Errors were also compared by grouping the NFI plots according to stand height and forest type, identified in the permutation importance analysis as the two most influential predictors. As summarized in Table 4, RMSE values tended to increase with taller stands, particularly in the 20–25 and 25–30 m ranges. Among forest types, coniferous forests exhibited the highest RMSE across models, whereas deciduous and mixed forests yielded lower errors.

5. Discussion

5.1. Overview and Implications of Results

Previous studies have attempted to improve GSV estimation accuracy by integrating remote sensing data and ML techniques, which have led to enhanced predictive performance [3,27,28,29]. However, most of these applications have remained confined to local or regional scales [10,11,30,31]. Research on nationwide GSV estimation is limited, particularly in South Korea. Therefore, this study compares and evaluates the performances of multiple ML models for national-scale GSV estimation.

Although the overall accuracy was moderate (R² ≈ 0.55), this level of performance is reasonable given the nationwide scale and complex mountainous terrain of South Korea. A comparable study [32], which also excluded airborne laser scanning data and modeled structurally heterogeneous Mediterranean forests, reported model R² values ranging from 0.35 to 0.47 for a study area of 48,657 km² in central Italy. In contrast, the present study covers the entire territory of South Korea (100,412 km²), characterized by diverse forest structures. These findings confirm that, under complex terrain and without airborne laser scanning-derived canopy metrics, moderate model accuracies are typical even in regional-scale studies. In this context, the obtained accuracy is meaningful for nationwide forest resource monitoring.

Beyond statistical performance metrics, this study also provides spatially continuous GSV estimation maps, revealing broad distribution patterns of forest resources. The results can inform the selection of suitable predictor variables and algorithms for GSV estimation in South Korea, and the nationwide maps can be further developed to help establish a national forest monitoring system and contribute to international reporting on forest resources and climate policy.

5.2. Limitations and Future Directions

5.2.1. Limitations of Model Performance

Among the four algorithms evaluated, RF achieved the highest accuracy, XGBoost and CatBoost produced comparable results, and kNN performed the least effectively. This ranking is consistent with previous research underscoring the robust performance of RF in forest resource estimation [33,34,35,36].

Stratified RMSE analysis further verified systematic tendencies across the GSV range. Errors were minimal within the 100–200 m³/ha range but increased toward both extremes, with kNN failing to estimate values exceeding 400 m³/ha. These limitations highlight the struggles of distance-based methods in extrapolating beyond the reference data distribution [37].

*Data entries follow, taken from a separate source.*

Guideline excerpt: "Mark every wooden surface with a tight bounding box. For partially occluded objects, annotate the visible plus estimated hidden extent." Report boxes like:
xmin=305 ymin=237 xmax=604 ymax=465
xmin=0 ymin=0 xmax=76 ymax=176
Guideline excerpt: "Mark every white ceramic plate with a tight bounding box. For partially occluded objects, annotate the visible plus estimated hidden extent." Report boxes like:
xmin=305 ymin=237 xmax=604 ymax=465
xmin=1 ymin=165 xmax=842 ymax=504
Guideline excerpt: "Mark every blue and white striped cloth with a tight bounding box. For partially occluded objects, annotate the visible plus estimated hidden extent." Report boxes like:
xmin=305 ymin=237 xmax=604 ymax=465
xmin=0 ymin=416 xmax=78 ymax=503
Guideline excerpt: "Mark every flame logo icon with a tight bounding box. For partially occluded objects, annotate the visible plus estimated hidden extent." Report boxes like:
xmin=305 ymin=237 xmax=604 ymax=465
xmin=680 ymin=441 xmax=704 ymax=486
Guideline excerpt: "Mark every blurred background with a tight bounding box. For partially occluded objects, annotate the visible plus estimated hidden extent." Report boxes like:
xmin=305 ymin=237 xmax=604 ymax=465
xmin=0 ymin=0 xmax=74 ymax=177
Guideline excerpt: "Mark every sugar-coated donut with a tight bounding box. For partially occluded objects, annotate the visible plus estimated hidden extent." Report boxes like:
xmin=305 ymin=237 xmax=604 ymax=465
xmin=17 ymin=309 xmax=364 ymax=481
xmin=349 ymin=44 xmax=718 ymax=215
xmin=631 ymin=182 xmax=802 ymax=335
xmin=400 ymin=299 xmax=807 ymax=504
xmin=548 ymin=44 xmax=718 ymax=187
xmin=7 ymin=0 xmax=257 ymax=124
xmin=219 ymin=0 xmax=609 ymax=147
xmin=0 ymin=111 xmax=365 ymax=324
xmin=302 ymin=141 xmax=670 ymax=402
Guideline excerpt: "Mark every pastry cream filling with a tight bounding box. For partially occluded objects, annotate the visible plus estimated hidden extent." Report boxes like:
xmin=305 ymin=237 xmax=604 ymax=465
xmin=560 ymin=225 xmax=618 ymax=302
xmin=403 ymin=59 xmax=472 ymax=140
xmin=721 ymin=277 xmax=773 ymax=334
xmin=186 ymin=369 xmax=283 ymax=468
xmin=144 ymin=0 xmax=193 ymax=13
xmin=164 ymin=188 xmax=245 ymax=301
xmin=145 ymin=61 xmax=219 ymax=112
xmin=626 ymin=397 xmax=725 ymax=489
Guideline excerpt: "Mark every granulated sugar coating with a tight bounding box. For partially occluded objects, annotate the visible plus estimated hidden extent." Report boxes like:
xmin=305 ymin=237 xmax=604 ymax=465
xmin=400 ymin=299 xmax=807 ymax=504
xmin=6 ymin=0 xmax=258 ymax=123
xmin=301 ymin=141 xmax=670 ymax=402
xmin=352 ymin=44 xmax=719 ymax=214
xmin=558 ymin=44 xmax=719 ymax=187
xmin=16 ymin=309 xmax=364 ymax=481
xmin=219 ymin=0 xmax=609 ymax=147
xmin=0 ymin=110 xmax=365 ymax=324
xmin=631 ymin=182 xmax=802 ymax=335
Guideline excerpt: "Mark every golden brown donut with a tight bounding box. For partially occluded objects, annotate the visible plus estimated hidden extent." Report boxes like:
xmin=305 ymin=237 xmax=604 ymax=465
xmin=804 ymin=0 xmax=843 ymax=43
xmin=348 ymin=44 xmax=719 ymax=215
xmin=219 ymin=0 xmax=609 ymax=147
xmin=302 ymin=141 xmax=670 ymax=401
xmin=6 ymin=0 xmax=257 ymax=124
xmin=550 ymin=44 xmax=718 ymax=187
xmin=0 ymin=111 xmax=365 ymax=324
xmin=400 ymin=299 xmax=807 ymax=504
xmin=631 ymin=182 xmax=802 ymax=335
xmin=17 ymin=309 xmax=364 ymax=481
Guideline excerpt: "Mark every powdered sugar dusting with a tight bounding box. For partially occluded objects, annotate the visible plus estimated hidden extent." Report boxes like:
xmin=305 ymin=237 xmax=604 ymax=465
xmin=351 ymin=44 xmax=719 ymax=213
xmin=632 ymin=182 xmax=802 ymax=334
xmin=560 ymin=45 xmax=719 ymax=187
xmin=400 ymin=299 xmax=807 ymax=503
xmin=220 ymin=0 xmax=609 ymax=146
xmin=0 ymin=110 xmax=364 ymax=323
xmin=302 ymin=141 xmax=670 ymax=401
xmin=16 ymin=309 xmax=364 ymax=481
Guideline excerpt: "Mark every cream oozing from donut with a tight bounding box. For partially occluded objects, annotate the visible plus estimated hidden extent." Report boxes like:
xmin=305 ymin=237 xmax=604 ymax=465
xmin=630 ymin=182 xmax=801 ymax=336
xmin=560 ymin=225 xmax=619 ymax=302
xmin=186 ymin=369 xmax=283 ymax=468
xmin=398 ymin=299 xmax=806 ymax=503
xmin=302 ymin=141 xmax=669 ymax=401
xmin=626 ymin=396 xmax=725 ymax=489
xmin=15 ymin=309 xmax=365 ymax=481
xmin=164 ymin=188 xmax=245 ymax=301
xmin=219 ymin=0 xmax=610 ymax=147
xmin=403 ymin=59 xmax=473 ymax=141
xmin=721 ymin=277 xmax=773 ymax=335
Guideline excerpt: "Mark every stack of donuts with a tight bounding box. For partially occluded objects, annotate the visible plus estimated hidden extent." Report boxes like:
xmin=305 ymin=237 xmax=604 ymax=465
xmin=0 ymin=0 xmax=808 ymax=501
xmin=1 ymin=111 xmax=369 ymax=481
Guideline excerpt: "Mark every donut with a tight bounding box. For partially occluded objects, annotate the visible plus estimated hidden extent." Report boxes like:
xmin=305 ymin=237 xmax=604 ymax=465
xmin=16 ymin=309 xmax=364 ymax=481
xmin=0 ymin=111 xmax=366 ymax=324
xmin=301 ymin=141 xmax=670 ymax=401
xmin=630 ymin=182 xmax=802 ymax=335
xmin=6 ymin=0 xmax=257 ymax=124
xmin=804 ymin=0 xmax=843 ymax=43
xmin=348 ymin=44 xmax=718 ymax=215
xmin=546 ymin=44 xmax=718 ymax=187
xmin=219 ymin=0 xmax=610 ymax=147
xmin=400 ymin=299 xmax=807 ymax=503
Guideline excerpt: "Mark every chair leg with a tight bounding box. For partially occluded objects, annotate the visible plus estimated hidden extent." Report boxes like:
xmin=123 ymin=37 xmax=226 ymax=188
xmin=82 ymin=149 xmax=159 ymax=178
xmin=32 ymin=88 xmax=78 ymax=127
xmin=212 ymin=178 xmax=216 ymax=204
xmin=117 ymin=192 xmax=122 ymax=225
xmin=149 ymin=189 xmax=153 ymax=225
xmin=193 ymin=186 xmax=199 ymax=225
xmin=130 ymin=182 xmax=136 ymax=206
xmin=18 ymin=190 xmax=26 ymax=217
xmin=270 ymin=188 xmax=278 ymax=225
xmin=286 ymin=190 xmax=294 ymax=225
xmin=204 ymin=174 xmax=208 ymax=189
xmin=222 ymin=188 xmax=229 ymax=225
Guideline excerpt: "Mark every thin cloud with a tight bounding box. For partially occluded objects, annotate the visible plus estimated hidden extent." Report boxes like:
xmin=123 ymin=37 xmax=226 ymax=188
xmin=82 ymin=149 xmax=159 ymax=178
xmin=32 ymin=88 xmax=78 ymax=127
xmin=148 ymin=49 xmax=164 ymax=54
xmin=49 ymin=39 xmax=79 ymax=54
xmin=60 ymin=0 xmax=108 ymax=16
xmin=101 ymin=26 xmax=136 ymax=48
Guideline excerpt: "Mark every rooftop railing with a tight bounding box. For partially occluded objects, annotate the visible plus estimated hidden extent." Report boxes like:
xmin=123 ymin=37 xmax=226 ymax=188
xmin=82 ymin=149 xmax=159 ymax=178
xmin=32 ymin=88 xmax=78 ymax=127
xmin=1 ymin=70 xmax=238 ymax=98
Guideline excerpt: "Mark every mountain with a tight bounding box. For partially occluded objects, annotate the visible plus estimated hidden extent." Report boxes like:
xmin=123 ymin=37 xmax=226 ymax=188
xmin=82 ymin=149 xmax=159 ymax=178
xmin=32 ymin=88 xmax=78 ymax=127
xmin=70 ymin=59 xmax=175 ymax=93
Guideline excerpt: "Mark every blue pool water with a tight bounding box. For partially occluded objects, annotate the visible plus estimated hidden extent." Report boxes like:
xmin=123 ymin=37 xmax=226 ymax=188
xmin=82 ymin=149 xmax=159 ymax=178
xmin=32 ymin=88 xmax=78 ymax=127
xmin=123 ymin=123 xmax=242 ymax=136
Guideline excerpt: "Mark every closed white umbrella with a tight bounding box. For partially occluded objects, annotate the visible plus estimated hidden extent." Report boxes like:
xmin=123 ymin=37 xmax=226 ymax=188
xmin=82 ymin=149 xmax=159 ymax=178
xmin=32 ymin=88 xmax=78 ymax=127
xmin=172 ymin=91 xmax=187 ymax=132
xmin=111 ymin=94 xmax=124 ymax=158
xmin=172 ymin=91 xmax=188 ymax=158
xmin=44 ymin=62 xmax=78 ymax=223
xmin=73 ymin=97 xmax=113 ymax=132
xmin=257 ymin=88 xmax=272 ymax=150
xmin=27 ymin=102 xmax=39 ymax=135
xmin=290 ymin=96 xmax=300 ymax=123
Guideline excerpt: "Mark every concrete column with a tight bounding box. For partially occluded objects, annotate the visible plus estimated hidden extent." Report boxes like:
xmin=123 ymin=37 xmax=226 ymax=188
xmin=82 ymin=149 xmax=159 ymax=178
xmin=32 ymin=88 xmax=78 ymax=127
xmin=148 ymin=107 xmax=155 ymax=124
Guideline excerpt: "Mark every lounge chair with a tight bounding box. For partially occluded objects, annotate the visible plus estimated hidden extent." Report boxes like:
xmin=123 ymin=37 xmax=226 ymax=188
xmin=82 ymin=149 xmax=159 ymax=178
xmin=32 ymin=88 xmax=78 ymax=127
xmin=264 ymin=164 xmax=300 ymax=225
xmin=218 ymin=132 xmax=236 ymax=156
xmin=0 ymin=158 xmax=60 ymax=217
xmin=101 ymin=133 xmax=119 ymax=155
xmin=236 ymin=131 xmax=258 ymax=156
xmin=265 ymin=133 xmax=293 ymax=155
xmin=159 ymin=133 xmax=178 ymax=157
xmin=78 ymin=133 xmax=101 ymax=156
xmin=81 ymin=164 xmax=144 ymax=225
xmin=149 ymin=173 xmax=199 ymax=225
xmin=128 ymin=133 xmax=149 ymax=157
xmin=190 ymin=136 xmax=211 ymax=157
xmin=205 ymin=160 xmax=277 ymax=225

Although kNN exhibited the lowest performance in this study, it has been widely used in forest resource estimation and has also been used in preparing NFI data for countries such as Finland and Sweden [38,39,40,41,42,43]. Its advantages include straightforward multivariate prediction without distributional assumptions, but extrapolation beyond the reference data range inherently causes under- or overestimation. These weaknesses are likely amplified in South Korea, where forests are structurally complex, spanning diverse species compositions, uneven stand ages, and variable densities [44]. By contrast, boreal forests in Finland and Sweden are typically more even-aged and less diverse, shaped by intensive plantation management [45,46]; this helps explain the comparatively lower performance of kNN in this study.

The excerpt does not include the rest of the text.